Tansiyonun yalnızca belirtilerin ve şikayetlerin olduğu durumlarda ölçülmesinin, toplumda yanlış bir algı olduğunu tabir eden Güngör, sistemli tansiyon takibi sayesinde hipertansiyon teşhis ve tedavisinin erken devirde yapılabileceğini vurguladı.
Güngör, tansiyonun, sakin ve rahatken, idrara sıkışık değilken, 5 dakikalık bir dinlenme sonrasında ölçülmesi gerektiğini kaydederek, “Sağlıklı bireyler, hiçbir şikayetleri olmasa bile rutin olarak ayda bir tansiyon denetimi yapmalı. Aort anevrizması üzere kalp hastalıkları, diyabet, böbrek üzere kronik hastalıkları olan hipertansiyon riski yüksek bireyler, daha sık tansiyon denetimi yapmalı.” sözlerini kullandı.

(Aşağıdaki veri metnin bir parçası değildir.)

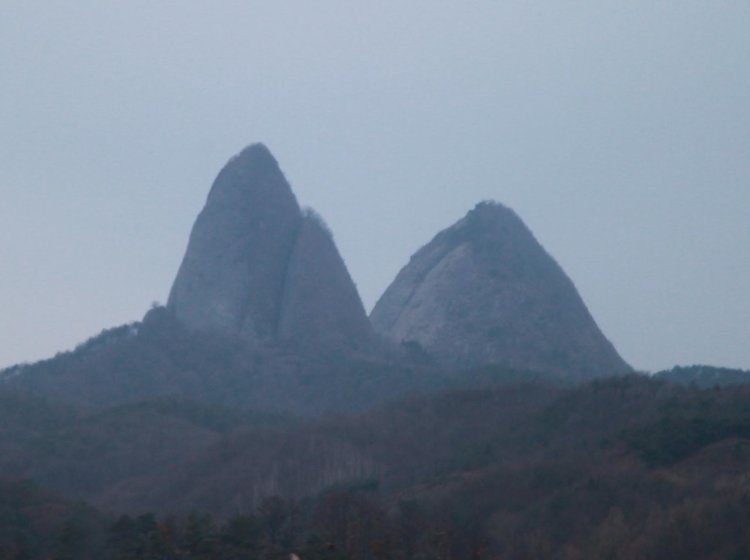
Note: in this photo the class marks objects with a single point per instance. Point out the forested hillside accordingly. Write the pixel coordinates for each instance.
(627, 467)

Hipertansiyonun denetim altına alınmasında doktor denetimi ve ilaç tedavisinin değerini vurgulayan Güngör, kelamlarını şöyle tamamladı:
“Hipertansiyonda ilaç tedavisi, hastanın yaşı, yandaş hastalıkları ve tansiyon bedellerine nazaran değişiklik gösteriyor. Bu nedenle hipertansiyon ilacı, kulaktan dolma bilgilerle ya da uzman olmayan bireylerin teklifiyle kullanılmamalı. İlaç kullanımı, her hastalıkta olduğu üzere hipertansiyonda da kesinlikle uzman tabip denetiminde olmalı. Hipertansiyon, tedavi edilmediği takdirde önemli sıhhat problemlerine yol açabilir. Bu nedenle sistemli tansiyon ölçümü ve kardiyoloji denetimi, sağlıklı bir ömür için ihmal edilmemeli.”